Racconti che per brevità e benigna perfidia sono punture di spillo ben assestate, soprattutto dove l’autobiografia del personaggio pubblico ha ricevuto più male: Zero Gravity per la maggior parte delle sue storie orbita intorno allo spietato e assurdo palco dello show business.

Anche se terminate prima dell’ultima abiura di Hollywood, nelle narrazioni di Allen si percepisce già tutta la distanza dalle convenzioni imposte al mondo del cinema da quello della comunicazione. Un’estraneità che gli fa guadagnare la possibilità di deridere in intelligenza e indipendenza i processi mediatici scatenati da “frasi estrapolate dal contesto”, accuse di non inclusività e boicottaggi – come in Spiacente non sono ammessi animali domestici – oppure l’assoluta mancanza di senso e gusto delle produzioni cinematografiche quanto teatrali – Un ritocchino non fa male a nessuno e Nessuno batté ciglio – il fascino disastroso subito dai comuni mortali nei confronti delle star – Non puoi tornare a casa e ti spiego perché e Avanti un’altra.

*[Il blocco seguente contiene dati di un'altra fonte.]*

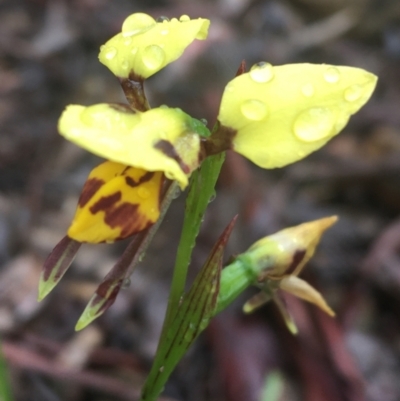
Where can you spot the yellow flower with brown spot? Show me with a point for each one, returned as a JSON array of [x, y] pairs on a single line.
[[161, 139], [144, 46], [116, 202], [275, 116]]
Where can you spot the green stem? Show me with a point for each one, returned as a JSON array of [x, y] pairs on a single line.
[[202, 189]]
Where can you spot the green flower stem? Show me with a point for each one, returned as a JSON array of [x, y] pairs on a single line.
[[202, 189]]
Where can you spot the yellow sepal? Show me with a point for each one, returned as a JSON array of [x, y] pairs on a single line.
[[281, 114], [160, 139], [145, 46], [116, 202]]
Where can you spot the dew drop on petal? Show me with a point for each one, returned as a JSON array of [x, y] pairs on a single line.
[[314, 124], [254, 109], [162, 18], [332, 75], [124, 65], [110, 53], [261, 72], [136, 23], [153, 57], [308, 90], [353, 93]]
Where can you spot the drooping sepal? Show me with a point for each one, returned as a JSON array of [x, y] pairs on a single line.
[[161, 139], [56, 264], [144, 46], [116, 202]]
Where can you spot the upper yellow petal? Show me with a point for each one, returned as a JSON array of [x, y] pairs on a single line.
[[145, 46], [160, 139], [281, 114]]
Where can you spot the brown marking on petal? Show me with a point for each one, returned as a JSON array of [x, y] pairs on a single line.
[[296, 260], [168, 149], [105, 203], [219, 141], [144, 178], [127, 218], [134, 92], [92, 185]]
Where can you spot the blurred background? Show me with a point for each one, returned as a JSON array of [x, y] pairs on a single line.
[[48, 59]]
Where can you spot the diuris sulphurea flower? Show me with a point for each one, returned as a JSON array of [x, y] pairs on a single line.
[[145, 46], [273, 115]]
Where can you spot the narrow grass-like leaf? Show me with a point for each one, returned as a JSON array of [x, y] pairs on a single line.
[[192, 317]]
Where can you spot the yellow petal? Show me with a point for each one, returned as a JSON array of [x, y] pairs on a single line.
[[288, 250], [303, 290], [144, 46], [117, 201], [281, 114], [160, 139]]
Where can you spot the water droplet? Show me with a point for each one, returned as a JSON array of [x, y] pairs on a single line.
[[353, 93], [110, 53], [143, 193], [127, 41], [177, 193], [153, 57], [204, 323], [261, 72], [314, 124], [308, 90], [137, 23], [126, 283], [332, 75], [162, 18], [254, 109]]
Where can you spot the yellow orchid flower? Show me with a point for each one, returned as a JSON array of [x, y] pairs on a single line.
[[161, 139], [144, 46], [275, 116], [116, 202]]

Una vera e propria giungla di mostri messi in libertà, in cui anche gli agenti immobiliari hanno cognomi da squalo, dove la razionalità viene riportata in scena proprio dalle entrate surreali degli animali: aragoste che mettono in fuga Bernie Madoff e galline che vincono Oscar come miglior sceneggiatura originale.

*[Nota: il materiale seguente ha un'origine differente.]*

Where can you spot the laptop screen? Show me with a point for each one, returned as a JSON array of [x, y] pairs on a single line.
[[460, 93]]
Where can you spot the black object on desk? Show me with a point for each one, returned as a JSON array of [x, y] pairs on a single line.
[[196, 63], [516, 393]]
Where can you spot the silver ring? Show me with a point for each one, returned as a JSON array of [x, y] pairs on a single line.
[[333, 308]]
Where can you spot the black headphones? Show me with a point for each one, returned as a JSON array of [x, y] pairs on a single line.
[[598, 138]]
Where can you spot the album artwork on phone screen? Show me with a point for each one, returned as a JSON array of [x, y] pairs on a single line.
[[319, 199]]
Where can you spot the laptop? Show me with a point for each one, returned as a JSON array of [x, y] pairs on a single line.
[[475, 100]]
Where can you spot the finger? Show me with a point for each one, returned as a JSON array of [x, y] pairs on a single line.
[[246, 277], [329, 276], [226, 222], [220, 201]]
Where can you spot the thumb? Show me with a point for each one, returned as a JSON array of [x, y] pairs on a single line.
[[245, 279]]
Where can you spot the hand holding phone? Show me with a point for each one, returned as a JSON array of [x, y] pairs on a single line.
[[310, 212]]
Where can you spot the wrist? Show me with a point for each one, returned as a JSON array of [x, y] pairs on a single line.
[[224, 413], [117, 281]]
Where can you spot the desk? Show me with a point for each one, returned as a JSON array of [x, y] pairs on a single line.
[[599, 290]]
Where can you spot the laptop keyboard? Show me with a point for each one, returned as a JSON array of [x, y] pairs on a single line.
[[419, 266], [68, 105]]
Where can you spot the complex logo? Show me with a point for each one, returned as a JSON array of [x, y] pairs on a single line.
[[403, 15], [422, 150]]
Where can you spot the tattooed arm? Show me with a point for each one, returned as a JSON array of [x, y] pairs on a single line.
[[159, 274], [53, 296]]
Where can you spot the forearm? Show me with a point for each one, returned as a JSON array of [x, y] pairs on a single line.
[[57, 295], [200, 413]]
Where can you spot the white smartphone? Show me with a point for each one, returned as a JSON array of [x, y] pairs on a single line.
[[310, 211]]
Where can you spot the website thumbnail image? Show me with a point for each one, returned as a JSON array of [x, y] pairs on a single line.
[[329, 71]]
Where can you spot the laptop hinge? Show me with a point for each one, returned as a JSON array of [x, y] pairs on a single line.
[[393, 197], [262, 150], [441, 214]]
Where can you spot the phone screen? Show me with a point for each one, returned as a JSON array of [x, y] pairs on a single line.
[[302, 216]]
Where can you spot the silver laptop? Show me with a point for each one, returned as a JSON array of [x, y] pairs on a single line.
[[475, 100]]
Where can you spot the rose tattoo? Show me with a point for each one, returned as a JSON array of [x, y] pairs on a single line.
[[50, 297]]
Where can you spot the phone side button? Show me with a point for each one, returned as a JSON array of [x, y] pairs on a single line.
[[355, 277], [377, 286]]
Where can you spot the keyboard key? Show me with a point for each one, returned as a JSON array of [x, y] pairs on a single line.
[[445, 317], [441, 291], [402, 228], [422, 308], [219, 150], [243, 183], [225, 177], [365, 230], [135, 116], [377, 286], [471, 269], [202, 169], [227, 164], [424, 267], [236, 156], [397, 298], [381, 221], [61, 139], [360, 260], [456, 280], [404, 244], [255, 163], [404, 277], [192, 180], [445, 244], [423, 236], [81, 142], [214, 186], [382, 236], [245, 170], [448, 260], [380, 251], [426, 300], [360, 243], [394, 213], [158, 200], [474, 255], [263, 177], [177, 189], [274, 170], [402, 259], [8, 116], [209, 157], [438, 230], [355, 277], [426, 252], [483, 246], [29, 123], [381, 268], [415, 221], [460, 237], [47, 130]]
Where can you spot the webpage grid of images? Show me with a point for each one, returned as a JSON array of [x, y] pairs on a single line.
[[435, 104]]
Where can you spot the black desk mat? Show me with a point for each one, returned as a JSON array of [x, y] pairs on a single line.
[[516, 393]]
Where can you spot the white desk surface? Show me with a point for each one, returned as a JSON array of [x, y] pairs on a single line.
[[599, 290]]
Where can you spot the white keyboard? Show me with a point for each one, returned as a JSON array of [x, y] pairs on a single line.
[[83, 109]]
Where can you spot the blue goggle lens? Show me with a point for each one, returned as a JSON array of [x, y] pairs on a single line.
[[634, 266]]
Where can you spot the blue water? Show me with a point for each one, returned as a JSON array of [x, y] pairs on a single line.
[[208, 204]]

E se in qualche racconto è possibile rivedere la genesi di un futuro film – come la giornalista alle prime armi di Avanti un’altra, poi protagonista interpretata da Elle Fanning in Un giorno di pioggia a New York – ai più affezionati del regista non mancheranno occasioni di scovare richiami di pietre miliari come “gli stuzzichini alla neve” di Amore e guerra, un sorriso a un cavallo che ricorda l’amore tra una pecora e Gene Wilder in Tutto quello che avreste voluto sapere sul sesso* (*ma non avete mai osato chiedere) e la puzza di zolfo che perseguita Billy Crystal nei gironi infernali.

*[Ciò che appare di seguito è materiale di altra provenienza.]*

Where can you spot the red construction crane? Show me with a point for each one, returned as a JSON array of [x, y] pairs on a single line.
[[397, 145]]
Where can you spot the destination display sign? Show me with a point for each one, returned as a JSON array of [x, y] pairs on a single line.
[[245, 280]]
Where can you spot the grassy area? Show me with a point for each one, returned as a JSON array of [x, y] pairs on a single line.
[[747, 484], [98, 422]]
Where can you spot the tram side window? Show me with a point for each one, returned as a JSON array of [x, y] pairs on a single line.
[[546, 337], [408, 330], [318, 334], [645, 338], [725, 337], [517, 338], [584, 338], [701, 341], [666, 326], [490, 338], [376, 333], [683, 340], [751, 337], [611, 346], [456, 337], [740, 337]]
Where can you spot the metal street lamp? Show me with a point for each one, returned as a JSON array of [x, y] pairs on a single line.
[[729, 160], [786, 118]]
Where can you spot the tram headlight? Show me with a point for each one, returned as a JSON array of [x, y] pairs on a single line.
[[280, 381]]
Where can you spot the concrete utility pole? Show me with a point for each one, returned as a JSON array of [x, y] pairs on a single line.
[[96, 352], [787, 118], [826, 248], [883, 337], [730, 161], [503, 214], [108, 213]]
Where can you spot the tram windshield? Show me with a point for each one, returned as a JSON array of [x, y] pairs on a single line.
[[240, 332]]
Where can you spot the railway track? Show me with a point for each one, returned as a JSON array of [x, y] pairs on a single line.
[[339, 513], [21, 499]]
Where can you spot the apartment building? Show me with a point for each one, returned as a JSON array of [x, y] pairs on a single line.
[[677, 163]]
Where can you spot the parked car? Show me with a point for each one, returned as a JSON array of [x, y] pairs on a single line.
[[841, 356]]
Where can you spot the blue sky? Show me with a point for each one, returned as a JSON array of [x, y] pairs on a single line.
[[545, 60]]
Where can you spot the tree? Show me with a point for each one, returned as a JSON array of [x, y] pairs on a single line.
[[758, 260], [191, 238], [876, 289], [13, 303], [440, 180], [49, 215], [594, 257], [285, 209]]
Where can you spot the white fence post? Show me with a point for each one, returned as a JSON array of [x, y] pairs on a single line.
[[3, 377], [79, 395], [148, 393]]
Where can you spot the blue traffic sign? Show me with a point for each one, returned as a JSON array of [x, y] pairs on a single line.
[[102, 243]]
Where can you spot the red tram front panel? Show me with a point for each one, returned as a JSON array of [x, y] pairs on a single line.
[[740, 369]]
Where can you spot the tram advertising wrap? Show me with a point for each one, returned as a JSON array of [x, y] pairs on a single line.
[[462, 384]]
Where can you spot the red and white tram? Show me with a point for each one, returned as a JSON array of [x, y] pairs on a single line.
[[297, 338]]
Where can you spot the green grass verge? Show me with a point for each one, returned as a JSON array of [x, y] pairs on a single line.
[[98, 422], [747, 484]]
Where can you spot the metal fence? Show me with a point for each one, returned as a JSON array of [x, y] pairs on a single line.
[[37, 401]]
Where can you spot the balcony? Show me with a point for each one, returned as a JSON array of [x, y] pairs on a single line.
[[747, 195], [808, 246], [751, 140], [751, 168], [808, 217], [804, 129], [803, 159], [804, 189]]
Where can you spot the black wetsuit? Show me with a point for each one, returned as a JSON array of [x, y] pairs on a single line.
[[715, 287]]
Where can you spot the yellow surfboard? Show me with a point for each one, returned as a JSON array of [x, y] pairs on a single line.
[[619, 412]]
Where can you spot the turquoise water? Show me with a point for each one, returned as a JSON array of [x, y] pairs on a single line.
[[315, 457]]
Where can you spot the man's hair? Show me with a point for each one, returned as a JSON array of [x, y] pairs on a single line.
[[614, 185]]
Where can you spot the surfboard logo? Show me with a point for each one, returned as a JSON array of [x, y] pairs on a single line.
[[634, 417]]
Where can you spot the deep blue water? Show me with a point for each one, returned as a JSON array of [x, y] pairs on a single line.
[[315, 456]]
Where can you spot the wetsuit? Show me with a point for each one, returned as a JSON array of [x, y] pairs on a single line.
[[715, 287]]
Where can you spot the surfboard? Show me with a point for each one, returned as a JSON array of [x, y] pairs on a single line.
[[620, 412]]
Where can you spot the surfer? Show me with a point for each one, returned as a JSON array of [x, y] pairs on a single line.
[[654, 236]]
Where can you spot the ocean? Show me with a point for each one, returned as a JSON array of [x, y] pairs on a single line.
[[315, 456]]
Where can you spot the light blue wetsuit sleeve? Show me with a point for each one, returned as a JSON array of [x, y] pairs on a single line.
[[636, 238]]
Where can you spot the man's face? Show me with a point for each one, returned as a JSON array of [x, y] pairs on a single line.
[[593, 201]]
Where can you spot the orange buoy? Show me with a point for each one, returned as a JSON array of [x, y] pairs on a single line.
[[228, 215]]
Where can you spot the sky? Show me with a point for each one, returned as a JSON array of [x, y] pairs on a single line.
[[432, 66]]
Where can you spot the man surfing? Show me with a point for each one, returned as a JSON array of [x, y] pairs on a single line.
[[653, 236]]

Zero Gravity è l’opportunità messa a disposizione da Woody Allen di fare un lungo tour nella mente del suo personaggio romanziere in Harry a pezzi: una scrittura da montagne russe con vertigini, corse in velocità e vuoti d’aria che non può deludere per umorismo ed eleganza linguistica.

Al lettore chiudendo il libro sembrerà di vedere i fuochi d’artificio su Manhattan e capire per l’ennesima volta che tra le cose per cui valga la pena di vivere c’è sempre uno spazio riservato con un nome: Woody Allen.